I listen to Klaatu’s “Calling Occupants” in the lead-up to 3:47pm EST while standing atop a nearby mountain, head roughly level with a series of hawks circling above a figure-ground landscape laid out in miniature, the phallic ego a tiny dot in the far distance. I expect something tragic to happen, but it doesn’t and the day is splendid. I top it by watching Come Worry With Us!, Helene Klodawsky’s documentary on Montreal post-rockers Thee Silver Mt. Zion Memorial Orchestra. We all ought to learn how to stand amid a moving universe. But the film is otherwise a terrifying portrait of parenting aboard a Greyhound bus. What would it mean to raise children while awaiting a flood? Wouldn’t a person’s paranoia double? How small the world seems when imagined as a pattern prepared for kids by their parents. Most of the artists I admire live amid simulated, twenty-first-century Dickensian squalor, hustling constantly for money by which to live. Are there still ways to live counterculturally when neoliberal reality evolves into Jurassic Park? Must the song remain the same while getting worse? Let us get back to the splendid anarchy of public assembly each and every instant. Joy on one side, fear on the other. I am committed to a politics of joy. The liminal land visited in waking dreams.
Fiction could grant me in my role as author a means for the representation of a divided mind. The semester comes at me with advance laser fire, though, the moment in the break when I’m finally beginning again to think. I need to gear up to write a piece in the months ahead on psychedelic utopianism. What I like most about the two books I’ve most recently been reading, Robert Anton Wilson’s Cosmic Trigger and Aldous Huxley’s Island, is that they both document a movement from skepticism to joyous acceptance, or from cynicism to hope. Up next, a trivial but somehow endearing indie flick, Mr. Roosevelt.

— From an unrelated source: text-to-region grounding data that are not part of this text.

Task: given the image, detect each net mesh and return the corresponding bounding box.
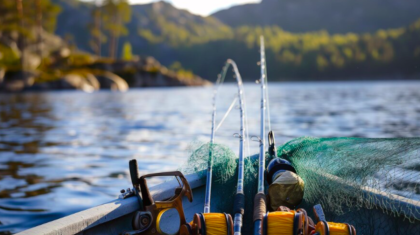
[278,137,420,234]
[180,141,262,232]
[181,137,420,234]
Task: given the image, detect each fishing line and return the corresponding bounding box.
[315,222,352,235]
[266,212,295,235]
[203,213,229,235]
[215,97,238,133]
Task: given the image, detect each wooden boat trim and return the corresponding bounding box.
[16,172,205,235]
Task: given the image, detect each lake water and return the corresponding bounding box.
[1,81,420,234]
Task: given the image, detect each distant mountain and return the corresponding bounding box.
[212,0,420,33]
[52,0,231,64]
[125,1,232,64]
[50,0,420,81]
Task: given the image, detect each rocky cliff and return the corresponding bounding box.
[0,29,210,92]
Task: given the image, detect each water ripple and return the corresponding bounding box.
[1,82,420,233]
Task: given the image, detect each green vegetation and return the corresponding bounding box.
[49,0,420,81]
[88,4,107,56]
[1,0,419,83]
[155,19,420,80]
[0,0,208,91]
[122,42,133,60]
[203,22,420,79]
[101,0,131,59]
[169,61,194,79]
[0,0,61,69]
[211,0,420,34]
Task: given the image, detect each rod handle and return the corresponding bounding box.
[253,193,266,222]
[233,193,245,215]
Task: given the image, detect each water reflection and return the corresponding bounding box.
[1,81,420,234]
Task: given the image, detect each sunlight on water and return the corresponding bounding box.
[1,81,420,233]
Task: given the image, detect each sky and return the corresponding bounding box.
[111,0,261,16]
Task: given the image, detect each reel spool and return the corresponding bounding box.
[314,221,356,235]
[312,204,356,235]
[123,160,193,235]
[185,213,233,235]
[262,209,308,235]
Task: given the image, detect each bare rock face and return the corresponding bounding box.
[84,73,100,90]
[51,48,71,59]
[61,74,97,93]
[96,72,128,92]
[0,71,37,92]
[22,52,42,70]
[90,58,211,88]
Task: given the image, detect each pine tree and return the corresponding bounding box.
[35,0,42,57]
[0,0,60,66]
[16,0,24,68]
[89,1,107,57]
[102,0,131,59]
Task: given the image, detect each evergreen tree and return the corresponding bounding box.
[0,0,60,64]
[35,0,42,57]
[89,0,107,57]
[34,0,61,34]
[102,0,131,59]
[17,0,24,68]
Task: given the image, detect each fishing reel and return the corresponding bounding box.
[312,204,356,235]
[262,207,311,235]
[123,159,193,235]
[183,213,233,235]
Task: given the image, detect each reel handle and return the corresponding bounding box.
[313,204,326,222]
[138,171,193,207]
[129,159,140,186]
[129,159,144,210]
[129,171,194,235]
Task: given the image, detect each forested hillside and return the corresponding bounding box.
[0,0,209,92]
[212,0,420,33]
[7,0,420,82]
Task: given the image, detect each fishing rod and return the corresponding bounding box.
[253,36,267,235]
[203,66,224,214]
[203,58,243,214]
[229,59,247,235]
[188,59,248,235]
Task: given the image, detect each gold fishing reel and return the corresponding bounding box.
[123,160,193,235]
[312,204,356,235]
[262,207,310,235]
[314,221,356,235]
[180,213,233,235]
[192,213,234,235]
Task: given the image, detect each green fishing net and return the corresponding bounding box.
[182,137,420,234]
[278,137,420,234]
[180,141,262,232]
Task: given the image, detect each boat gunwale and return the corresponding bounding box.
[17,155,420,235]
[16,172,205,235]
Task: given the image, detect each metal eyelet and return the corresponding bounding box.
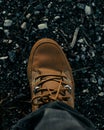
[33,86,40,94]
[64,85,72,93]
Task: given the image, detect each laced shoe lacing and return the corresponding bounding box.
[32,74,72,108]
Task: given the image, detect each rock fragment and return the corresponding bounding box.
[85,5,92,15]
[98,92,104,97]
[8,50,16,63]
[0,56,8,60]
[38,23,48,30]
[4,19,13,27]
[26,13,31,19]
[4,29,9,36]
[21,22,27,30]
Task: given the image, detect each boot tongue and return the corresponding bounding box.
[42,79,61,90]
[38,68,65,89]
[37,68,64,76]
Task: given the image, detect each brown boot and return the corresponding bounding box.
[27,38,75,111]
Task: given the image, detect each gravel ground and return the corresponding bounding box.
[0,0,104,130]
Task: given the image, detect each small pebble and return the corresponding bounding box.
[98,86,102,90]
[15,44,19,48]
[78,38,84,43]
[48,2,52,8]
[98,78,102,85]
[21,22,27,30]
[43,17,48,22]
[81,54,85,60]
[81,46,86,52]
[91,51,95,57]
[58,0,66,2]
[3,39,12,44]
[35,4,43,10]
[34,11,40,15]
[4,19,13,27]
[8,40,12,44]
[8,50,16,62]
[75,55,80,61]
[102,44,104,47]
[2,10,6,14]
[4,29,9,36]
[91,77,97,83]
[38,23,48,30]
[92,2,95,6]
[96,36,102,42]
[77,3,85,9]
[0,27,3,30]
[83,89,89,93]
[54,16,60,20]
[85,5,92,15]
[0,56,8,60]
[23,60,27,64]
[98,92,104,96]
[26,13,31,19]
[3,39,9,43]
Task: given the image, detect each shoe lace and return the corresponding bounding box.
[32,74,72,107]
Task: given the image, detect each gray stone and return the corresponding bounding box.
[81,46,86,52]
[54,16,60,20]
[98,86,102,90]
[96,36,102,42]
[4,29,9,36]
[26,13,31,19]
[75,55,80,61]
[48,2,52,8]
[21,22,27,30]
[0,27,3,30]
[98,78,102,85]
[81,54,85,60]
[98,92,104,96]
[38,23,48,30]
[8,50,16,62]
[8,40,12,44]
[91,51,95,57]
[78,38,84,43]
[15,44,19,48]
[43,17,48,22]
[4,19,13,27]
[77,3,85,9]
[2,11,6,14]
[0,56,8,60]
[91,77,97,83]
[34,11,40,15]
[3,39,12,44]
[92,2,95,6]
[83,89,89,93]
[58,0,66,2]
[85,5,92,15]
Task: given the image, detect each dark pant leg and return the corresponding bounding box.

“Let’s mourn a pet together!” sing the hipsters of gentrified Austin. A pleasant recreation in 2017 terms of the maya of Richard Linklater’s Slacker, strung along a storyline noncommittally indebted to reenactment of the life of Lena Dunham’s Girls character, Hannah Horvath. I despair of having to get back into character for another semester. That’s always the part of life that films of this ilk ignore. Symbol manipulators these days live in caves. They live without fresh forms of fun.